Google’s monopoly finally challenged, but what does a Mail & Guardian piece written in 35 seconds mean for our future?

Having been in newsrooms for more than two decades, I have seen editors and publishers react like ostriches in the face of long-promised and delivered dangers of the internet age. In keeping with popular myth, he buried his head in the sand in the hope that the threat would pass. (In reality and to be fair to birds like dinosaurs, I know that ostriches sense danger and cannot run away, they fall to the ground and keep hoping to blend into the terrain.)

Both reactions are generally how the most cynical way to describe the response of South African publishers to the changes that have been seen in the last 20 years. The response, justified by the fact that we are a third world country, means that the changes in the modern publishing world will be easier for us than in the first world. How wrong they are and what is the price of this industry and continues to pay.

I thought about this last week, as a friend and one of the smartest minds in matters related to software development in Silicon Valley talked to me through an artificial intelligence text generator and in this case – ChatGPT. As he spoke, my simplistic mind replayed one of Al Pacino’s less popular films, Simone, to figure out what he was explaining. If you haven’t seen the 2002 movie, I think for us only humans, it gives an explanation of what or where AI can take us.

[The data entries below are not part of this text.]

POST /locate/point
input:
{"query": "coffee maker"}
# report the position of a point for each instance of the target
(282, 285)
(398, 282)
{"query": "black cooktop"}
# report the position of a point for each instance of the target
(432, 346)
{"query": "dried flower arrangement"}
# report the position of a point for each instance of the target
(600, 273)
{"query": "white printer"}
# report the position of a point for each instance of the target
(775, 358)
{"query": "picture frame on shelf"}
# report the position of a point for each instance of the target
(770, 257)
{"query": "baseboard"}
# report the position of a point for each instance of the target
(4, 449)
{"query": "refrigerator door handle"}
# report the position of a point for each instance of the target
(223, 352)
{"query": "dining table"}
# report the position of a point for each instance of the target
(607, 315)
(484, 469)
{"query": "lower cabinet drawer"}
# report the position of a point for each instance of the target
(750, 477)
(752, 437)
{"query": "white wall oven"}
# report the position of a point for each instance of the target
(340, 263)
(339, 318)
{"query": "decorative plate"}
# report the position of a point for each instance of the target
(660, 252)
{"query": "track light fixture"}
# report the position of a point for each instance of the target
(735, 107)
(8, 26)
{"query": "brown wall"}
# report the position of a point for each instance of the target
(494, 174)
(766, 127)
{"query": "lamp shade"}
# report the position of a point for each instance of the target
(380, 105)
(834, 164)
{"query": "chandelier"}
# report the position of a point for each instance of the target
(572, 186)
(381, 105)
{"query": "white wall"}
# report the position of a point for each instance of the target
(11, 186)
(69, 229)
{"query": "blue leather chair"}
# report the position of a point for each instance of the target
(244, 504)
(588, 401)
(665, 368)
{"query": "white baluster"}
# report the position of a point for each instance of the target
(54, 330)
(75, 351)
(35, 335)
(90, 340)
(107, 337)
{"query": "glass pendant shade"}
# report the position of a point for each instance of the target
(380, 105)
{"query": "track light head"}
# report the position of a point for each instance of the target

Anyway back to now, in practice I showed what ChatGPT can do in my life Mail & Guardians. I have linked a video where I asked AI to write me a short story Mail & Guardians trends in the South African economy. In less than a minute, he created a story, the way a junior reporter can. It’s mind boggling. For more fun, I asked the bot to write a Valentine’s letter in the style of Ernest Hemingway, it’s a very impressive letter.

I now really understand the behavior of the “ostrich” last year.

This AI technology is a game changer not only for Google, which has held the search monopoly since 1998, but for almost every sector in any economy around the globe. This is something that schools and universities around the world – most of all education systems – should be defeated. How will they try

This AI is not just a chatbot, it creates articles, essays and codes in seconds. Students who already know their promise can use ChatGPT to do their schoolwork and exams. We know how quickly this awareness or has spread among students in more prosperous universities.

As a Harvard Business Publishing piece written a few weeks ago warned that if used unethically, there is a growing concern that technology can reduce the process and purpose of learning. The question for Ivy League schools is whether academics adapt or resist?

What publishers like Mail & Guardians and our friends do? Are we the current custodians of the important institutions of our democracy, hoping that this development will just pass us by and leave us standing. Due to the restructuring of the media space that has taken place, it is more fun to act like the publishers of the past. But that would be irresponsible. But exactly, what we do – I don’t know. As far as I know, his hands can’t fold.

Digitization in the global and local economy is accelerating due to the Covid-19 pandemic, so the online economy is exploding in our backyard – in ways we don’t understand. In sectors that are supposed to be safer to work in like the financial sector which is still high, jobs are being lost at an alarming rate. ChatGPT will only present more challenges.

What an exciting and scary time to be alive. Oh and by the way, Happy Valentines Day, I think it’s an easier concept to understand.